For what is believed to be the first time, an Osage woman has been elected to the Pawhuska City Council.
Susan Bayro, 43, the Osage Nation’s strategic planning analyst, has been working hand-in-hand with the city and other governments for years to establish more cooperative and collaborative relationships that benefit all.
And that is what she wants to continue to do in a larger way from her perch in the Ward 2 City Council seat.
During her three-year term, she wants to:
- Map the city’s infrastructure to determine its condition, a map that will give the city an organized approach to addressing deteriorating water, wastewater and other systems and to repair them in phases.
- Conduct a feasibility study of housing and neighborhoods in Pawhuska to determine what housing needs it has as it faces a potential influx of residents.
- Form a plan and start executing road and sidewalk repairs throughout the city.
“I’m the sort of person who goes off a plan,” Bayro said. “I have to have a plan to go off of.”
For years, the city and its main employer – the Osage Nation – suffered from a disconnect and, occasionally, discord. Communication was lackluster and every time a new city manager was hired, the direction the city would take would veer off in a new direction.
Because of her job with the Nation, Bayro was always around, gently pushing and reminding city leaders that the tribe could help.
And, in fact, it has.
Bayro worked with the Nation and city to install broadband in downtown Pawhuska and worked with the state Department of Environmental Quality to smooth the city’s water and wastewater operations by establishing policies, templates and software that helped organize work and “make informed decisions based on costs and conditions. They didn’t have that before.” The change meant that employee turnover doesn’t lead to chaos, that one person can easily take up where another left off, she said.
She has also worked with Indian Health Service, which has funneled about $500,000 through the Nation to fix the city’s 2-million-gallon water tank, repair the dam at Lake Pawhuska, and perform water and wastewater work in residential areas.
The huge and aging tank had trees growing through it, but IHS provided engineering and helped fund repairs that “made it maintainable,” Bayro said.
Other opportunities abound, she noted: She and the city are currently working with the Oklahoma Water Resources Board which, for free, will map the water and wastewater lines to determine the condition of the systems.

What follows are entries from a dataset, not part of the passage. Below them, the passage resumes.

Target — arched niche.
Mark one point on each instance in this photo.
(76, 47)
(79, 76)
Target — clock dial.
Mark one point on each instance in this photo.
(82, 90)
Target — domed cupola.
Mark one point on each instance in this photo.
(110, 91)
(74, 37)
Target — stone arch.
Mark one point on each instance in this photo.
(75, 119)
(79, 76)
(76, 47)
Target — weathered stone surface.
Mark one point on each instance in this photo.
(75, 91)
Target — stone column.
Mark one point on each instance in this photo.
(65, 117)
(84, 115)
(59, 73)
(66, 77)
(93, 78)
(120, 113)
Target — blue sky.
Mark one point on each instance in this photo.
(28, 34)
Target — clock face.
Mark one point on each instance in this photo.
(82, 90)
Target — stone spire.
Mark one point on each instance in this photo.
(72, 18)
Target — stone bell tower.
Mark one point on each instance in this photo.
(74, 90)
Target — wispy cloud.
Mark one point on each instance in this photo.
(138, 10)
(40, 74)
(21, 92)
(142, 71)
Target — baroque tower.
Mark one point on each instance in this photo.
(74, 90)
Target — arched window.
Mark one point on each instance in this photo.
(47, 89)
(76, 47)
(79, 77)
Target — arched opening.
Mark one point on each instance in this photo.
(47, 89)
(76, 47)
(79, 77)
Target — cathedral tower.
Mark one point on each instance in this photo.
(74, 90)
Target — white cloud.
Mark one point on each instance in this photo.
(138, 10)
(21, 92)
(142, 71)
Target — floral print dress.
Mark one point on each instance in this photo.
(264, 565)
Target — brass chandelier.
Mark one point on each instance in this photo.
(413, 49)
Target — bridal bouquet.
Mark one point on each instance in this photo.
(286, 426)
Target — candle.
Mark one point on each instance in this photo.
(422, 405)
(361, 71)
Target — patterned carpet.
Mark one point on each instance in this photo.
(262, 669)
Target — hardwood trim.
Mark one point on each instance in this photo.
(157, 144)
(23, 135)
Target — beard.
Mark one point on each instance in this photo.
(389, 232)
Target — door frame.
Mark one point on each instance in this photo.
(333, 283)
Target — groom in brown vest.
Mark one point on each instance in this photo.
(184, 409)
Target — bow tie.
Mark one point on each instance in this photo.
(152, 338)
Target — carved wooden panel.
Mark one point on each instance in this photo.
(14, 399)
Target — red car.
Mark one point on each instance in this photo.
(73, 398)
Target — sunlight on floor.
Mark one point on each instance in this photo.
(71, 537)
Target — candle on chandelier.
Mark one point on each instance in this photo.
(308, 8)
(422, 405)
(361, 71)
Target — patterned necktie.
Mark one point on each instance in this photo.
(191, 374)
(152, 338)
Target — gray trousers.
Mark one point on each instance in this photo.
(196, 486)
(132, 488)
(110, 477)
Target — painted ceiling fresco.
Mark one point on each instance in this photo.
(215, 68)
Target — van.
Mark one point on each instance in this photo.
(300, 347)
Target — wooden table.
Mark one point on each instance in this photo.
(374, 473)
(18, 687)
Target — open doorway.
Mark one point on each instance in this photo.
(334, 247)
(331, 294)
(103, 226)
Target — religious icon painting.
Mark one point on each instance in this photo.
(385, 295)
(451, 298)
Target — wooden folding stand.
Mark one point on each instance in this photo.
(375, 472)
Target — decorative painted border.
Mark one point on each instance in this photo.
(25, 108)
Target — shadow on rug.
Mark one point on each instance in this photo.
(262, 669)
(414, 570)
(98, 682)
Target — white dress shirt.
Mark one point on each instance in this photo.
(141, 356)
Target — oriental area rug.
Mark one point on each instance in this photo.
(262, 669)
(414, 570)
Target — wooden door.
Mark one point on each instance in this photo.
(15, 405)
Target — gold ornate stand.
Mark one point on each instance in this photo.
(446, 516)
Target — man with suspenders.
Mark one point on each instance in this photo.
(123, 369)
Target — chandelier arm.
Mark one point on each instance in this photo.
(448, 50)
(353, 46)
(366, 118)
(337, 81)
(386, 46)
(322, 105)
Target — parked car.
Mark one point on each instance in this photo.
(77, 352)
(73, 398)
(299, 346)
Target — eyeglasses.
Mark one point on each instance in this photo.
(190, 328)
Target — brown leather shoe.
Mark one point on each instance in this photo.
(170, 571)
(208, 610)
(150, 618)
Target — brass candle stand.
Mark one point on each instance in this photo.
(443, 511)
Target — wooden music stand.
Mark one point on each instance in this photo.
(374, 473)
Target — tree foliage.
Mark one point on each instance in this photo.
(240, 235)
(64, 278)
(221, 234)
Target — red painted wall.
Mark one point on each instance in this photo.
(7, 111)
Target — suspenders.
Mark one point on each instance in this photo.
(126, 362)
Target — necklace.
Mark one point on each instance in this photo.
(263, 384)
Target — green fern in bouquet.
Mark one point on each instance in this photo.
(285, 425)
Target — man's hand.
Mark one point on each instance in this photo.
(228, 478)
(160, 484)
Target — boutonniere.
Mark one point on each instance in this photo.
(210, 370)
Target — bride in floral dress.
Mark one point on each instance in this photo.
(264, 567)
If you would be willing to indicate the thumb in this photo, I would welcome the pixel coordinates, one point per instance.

“We don’t really know the condition of the infrastructure until we go in and do smoke tests and see what’s going on down there,” she said. “Once we know, we can adopt a phased approach that we can follow.”
Bayro said that streets and sidewalks can be repaired with federal money through the American Rescue Plan Act, another project that the tribe and city could cooperatively pursue.
“I’ve been working with the city on multiple projects with the Osage Nation and the City of Pawhuska, trying to build the relationship between us,” she said.
The effort started with a program called Smart Growth, which brought many players – city, county, Osage Nation, Rural Utility Services, DEQ, businesses and so forth – together to hash out problems and match those problems to funding sources that could provide a solution.
“That had never been done before,” Bayro said. “Based on the turnover rate with city managers, it was hard to make traction.”
Bayro ran for the Ward 2 seat last year after its former occupant, Jourdan Foran, moved from Pawhuska. She lost that race to Amber Nash, but this go-round won handily with 58.3 percent of the vote in a low-turnout election. The vote total: 161 for Bayro to 115 for Nash who sought to retain the seat.
Bayro has a master’s degree in International Business with a minor in marketing. She is married to a city of Pawhuska firefighter, Mike Bayro, with whom she has two sons. Her father Jesse Abrams was a longtime employee of the Bureau of Indian Affairs’ Osage Agency.
She takes office in May.
According to a report in December by the Brookings Institution, Native American voters are wielding increasing power at the polls, especially Native women. On the federal level, Native Americans have been elected to office at unprecedented rates. Locally, the group Osage Impact was very active in informing tribal members and getting out the vote in 2018 and 2020 tribal, state and other elections. Osage Impact was not involved in Bayro’s campaign.